Violet Crown venue withdraws city water and sewer extension request

A rendering of the Violet Crown Amphitheater shows the proposed venue that environmental groups say would be detrimental to Barton Creek and surrounding wildlife (Provided by Christine Haas Media)

Central Texas environmental organizations won their first battle last week in an effort to quash plans for the proposed Violet Crown Amphitheater, the 20,000-plus-capacity music venue planned on and near environmentally protected areas in Southwest Austin. The city's Environmental Com­mis­sion voted unanimously Feb. 16 against the developer's request to extend and widen miles of city water and waste­water pipes out along Texas 71 to the proposed site near the intersection with Southwest Parkway. City Council would have had the final say on the water line expansion, but developers requested to withdraw the water and wastewater service request Tuesday, February 22, confirmed Christine Haas, a spokesperson for the project. Haas said the decision will not stop the development. "We had expected this and have had several back up plans in place for water."

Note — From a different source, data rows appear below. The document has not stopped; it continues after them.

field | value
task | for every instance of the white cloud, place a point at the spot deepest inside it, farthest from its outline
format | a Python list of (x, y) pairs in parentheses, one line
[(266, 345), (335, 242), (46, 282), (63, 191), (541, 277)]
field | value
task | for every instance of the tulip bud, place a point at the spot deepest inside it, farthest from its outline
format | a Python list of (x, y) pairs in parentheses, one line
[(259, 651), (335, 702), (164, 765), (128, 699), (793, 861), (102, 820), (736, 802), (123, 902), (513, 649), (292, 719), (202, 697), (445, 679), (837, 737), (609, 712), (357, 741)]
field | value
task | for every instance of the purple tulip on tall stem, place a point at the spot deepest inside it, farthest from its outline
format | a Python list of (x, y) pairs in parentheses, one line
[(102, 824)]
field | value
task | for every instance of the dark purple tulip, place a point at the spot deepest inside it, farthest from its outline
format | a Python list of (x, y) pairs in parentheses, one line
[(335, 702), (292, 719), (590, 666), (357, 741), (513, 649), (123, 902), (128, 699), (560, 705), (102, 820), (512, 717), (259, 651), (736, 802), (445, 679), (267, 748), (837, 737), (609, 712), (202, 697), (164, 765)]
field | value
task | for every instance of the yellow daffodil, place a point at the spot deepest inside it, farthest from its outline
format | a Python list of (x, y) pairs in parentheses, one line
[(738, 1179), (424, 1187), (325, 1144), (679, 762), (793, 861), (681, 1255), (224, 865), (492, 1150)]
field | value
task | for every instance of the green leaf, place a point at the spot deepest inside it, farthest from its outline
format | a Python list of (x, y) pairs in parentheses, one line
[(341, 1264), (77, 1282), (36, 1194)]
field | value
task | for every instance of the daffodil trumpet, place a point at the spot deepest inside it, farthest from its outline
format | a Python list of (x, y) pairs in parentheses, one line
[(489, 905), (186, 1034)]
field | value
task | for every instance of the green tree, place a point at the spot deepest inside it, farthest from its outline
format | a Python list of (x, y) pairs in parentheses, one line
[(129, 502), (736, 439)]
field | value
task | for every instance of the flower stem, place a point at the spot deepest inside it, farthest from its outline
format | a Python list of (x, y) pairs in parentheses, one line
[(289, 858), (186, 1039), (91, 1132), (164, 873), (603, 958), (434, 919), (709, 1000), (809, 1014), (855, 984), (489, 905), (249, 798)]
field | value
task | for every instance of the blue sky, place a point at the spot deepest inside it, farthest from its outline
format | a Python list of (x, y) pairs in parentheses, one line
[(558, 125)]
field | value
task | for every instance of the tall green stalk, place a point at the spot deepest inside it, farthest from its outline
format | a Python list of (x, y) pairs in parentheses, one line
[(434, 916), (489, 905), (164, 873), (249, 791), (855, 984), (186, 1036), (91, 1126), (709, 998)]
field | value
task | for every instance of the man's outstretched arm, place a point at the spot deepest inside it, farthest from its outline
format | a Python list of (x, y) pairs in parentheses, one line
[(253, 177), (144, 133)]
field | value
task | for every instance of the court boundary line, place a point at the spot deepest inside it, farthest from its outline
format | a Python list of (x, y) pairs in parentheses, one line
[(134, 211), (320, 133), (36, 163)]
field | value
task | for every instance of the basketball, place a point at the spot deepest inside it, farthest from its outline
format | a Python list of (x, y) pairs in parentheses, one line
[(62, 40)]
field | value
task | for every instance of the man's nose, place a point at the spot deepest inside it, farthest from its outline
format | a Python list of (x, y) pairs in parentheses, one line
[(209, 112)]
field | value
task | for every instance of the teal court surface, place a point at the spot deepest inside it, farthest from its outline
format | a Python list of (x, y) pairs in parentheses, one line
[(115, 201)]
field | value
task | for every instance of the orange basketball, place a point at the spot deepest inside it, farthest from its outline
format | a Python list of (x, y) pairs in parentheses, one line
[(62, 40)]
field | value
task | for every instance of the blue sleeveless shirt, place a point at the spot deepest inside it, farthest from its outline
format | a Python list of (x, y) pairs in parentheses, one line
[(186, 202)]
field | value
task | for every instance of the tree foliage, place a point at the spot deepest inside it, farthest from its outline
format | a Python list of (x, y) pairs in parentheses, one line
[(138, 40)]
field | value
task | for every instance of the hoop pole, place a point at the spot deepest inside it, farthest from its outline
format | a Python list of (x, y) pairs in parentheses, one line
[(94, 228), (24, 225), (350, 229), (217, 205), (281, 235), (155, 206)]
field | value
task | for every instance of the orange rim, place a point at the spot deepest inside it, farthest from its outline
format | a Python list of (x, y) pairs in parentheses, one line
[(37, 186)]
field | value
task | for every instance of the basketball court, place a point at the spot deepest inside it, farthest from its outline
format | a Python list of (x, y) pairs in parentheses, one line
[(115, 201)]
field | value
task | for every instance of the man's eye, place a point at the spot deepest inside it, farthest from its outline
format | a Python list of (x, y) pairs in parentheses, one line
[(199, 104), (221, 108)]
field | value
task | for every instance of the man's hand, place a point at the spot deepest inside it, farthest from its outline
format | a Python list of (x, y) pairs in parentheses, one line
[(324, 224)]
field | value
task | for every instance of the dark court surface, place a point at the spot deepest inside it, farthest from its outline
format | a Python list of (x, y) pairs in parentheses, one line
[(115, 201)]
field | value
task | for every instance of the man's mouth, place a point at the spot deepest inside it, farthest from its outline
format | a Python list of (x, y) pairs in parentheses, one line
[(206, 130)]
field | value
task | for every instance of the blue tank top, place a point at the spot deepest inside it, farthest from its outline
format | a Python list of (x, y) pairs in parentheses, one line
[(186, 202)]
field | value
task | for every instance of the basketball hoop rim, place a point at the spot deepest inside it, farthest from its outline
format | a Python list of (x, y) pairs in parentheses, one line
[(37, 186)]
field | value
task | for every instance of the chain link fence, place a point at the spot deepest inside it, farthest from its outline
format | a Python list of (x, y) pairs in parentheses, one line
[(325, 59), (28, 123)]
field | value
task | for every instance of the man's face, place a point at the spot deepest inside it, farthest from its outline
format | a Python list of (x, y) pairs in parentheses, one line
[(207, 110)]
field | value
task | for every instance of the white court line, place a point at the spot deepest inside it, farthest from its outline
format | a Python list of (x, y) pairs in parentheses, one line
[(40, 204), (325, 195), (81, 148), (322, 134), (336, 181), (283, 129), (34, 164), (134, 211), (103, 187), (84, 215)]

The commissioners who voted no weighed feedback from the city's Watershed Protection Department, which opposed the request. Kaela Champlin, an environmental program coordinator with the department, told the board that the site's water needs would be equivalent to a 766-single-family­-home subdivision to serve the proposed amphitheatre, golf course, nightclub, offices, and two residential towers. All those facilities and others would sit on the 71-acre site, which borders the Nature Conservancy's Barton Creek Hab­i­tat Preserve and lies within the Barton Creek Water­shed and Edwards Aquifer Contributing Zone, Champlin said.

Developer Craig Bryan, president of International Devel­op­ment Management, emphasized that he wanted to make the project "a crown jewel of how to do something right, especially from an environmental standpoint." Part of his plan involves raising money for local nonprofits through concert ticket sales, and Bryan said the project would raise money for environmental groups regardless of the commission's decision. His engineering team argued that running water lines right along Texas 71 would not hurt the surrounding environment more than the highway itself does.

A series of opponents lined up to argue that the project in its proposed location could not possibly be environmentally friendly. Some of the proposed water and wastewater lines would cross tributaries of the creek, Champlin said, adding that if the project did not tie into Austin Water's infrastructure, the developers could seek another provider to irrigate treated wastewater on approximately 30 acres, or 42%, of the site.

Nicole Netherton, executive director of Travis Audubon, took the podium to describe impacts to the endangered golden­-cheeked warblers who live in the adjacent preserve. Bill Bunch of the Save Our Springs Alliance reminded commissioners that Austin taxpayers have spent millions to protect habitat and water quality with land acquisitions in the area. Because some of the site was platted prior to the 1992 Save Our Springs Ordinance, the property could be grandfathered out of compliance with the code, though Bryan has said his team would follow current regulations voluntarily.

Mike Clifford, technical director with Greater Edwards Aquifer Alliance, said the organization will reach out to developers to ask if they would consider selling the tract to the Barton Creek Habitat Preserve.

"That is a pretty long shot but it's our job to make that call," Clifford said.